3. The Gift of Choice
Despite our best efforts, some things are simply out of our control, like if the school bus arrives late, or if it’s raining and your child can’t wear their favorite sandals. But even in these moments, there are always little glimmers of flexibility and choice to be found. Especially if your child’s transition difficulties are rooted in anxiety, choices, no matter how small, can provide them with a sense of control during stressful situations. If the bus is running late, you can ask your child, “Do you want to wait for the bus inside or outside?” If they can’t wear their favorite sandals, ask, “Do you want to wear tennis shoes or boots?”
Even when things are going according to plan, consider introducing flexibility and choice throughout your child’s daily transitions to break down barriers and resistance. For example, most likely the steps in your child’s bedtime routine are non-negotiable (e.g., putting on pajamas, brushing teeth, combing hair), but maybe you can let your child choose the order in which they’ll complete each step. If chores and homework are on your child’s to-do list, say, “Your choices are to do your flashcards or put away the dishes. Which one do you want to do first?”
4. Practice Frontloading
Frontloading refers to the conversations and activities that occur before an event with the intent to support a successful transition. Frontloading is another way to prepare your child for changes ahead, especially if those changes are big. For example, if your child is transferring schools, frontloading may include touring the new school in person and meeting key staff members before the official start of classes. Even better, your child can record the experience and rewatch videos of their tour. If your child feels anxious and overwhelmed at the thought of making new friends, talk through some coping tools they can independently use, like deep breathing and counting to ten. You can also talk through the best and worst possible outcomes of the upcoming activity and the likelihood of those outcomes occurring. For example, maybe your child forgot their spelling workbook, but a fellow classmate can share theirs – and now your child has made a new friend.

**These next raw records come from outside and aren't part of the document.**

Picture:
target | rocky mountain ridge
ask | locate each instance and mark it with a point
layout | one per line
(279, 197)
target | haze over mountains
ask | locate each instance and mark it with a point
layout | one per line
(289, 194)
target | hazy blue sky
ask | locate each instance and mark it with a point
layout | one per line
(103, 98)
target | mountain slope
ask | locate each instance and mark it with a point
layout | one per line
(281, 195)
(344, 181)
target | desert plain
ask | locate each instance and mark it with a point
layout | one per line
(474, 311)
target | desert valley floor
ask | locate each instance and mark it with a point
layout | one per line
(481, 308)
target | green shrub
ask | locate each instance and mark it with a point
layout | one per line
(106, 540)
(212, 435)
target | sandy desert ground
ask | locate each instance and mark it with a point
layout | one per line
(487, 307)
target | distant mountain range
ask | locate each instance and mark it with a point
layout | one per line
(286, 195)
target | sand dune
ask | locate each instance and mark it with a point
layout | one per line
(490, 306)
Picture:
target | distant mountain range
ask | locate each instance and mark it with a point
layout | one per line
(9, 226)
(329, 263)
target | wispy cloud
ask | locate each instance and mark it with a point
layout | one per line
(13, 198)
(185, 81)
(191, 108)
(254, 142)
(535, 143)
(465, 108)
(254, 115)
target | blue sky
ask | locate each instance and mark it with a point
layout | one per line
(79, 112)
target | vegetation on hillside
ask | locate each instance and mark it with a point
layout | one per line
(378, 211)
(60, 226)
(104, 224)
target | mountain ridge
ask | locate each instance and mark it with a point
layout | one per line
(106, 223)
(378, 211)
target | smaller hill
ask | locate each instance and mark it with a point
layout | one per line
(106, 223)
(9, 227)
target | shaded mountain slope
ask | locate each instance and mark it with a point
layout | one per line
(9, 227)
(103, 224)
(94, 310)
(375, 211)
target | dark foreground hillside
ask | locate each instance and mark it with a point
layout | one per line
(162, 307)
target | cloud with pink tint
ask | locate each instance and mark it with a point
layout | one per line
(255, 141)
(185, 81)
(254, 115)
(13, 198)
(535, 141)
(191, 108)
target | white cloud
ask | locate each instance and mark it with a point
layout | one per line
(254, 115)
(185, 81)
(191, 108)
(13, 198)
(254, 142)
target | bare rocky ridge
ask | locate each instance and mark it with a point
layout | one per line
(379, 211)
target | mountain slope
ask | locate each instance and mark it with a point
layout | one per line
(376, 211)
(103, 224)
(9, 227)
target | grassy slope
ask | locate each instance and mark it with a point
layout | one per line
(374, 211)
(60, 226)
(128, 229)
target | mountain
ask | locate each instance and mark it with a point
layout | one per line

Frontloading can also look like having your child think through what they’ll encounter while making a transition. If your child is going to music lessons, have them visualize everything from getting ready for lessons to the noise levels of the studio and how they might react to the new environment. Maybe there are little strategies your child can think of that would make steps of these transitions easier. If getting ready for music lessons overwhelms your child, perhaps you try setting an alarm to remind your child to put their instrument by the front door, or the child makes a visual checklist and puts it near the door so your child can easily see if they have everything they need for class.
5. Highlight Your Child’s Successes
There are so many transitions, including transitions within a single event (think about how Friday family night might include dinner, dessert, and multiple board games), happening all day and every day. With that in mind, think about all the transitions your child successfully completes each day, even if those switches appear minor. Remember these successes and take the time to praise your child for moving through them. Reminding your child of their success with all kinds of transitions is likely to keep them motivated when dealing with the tough ones.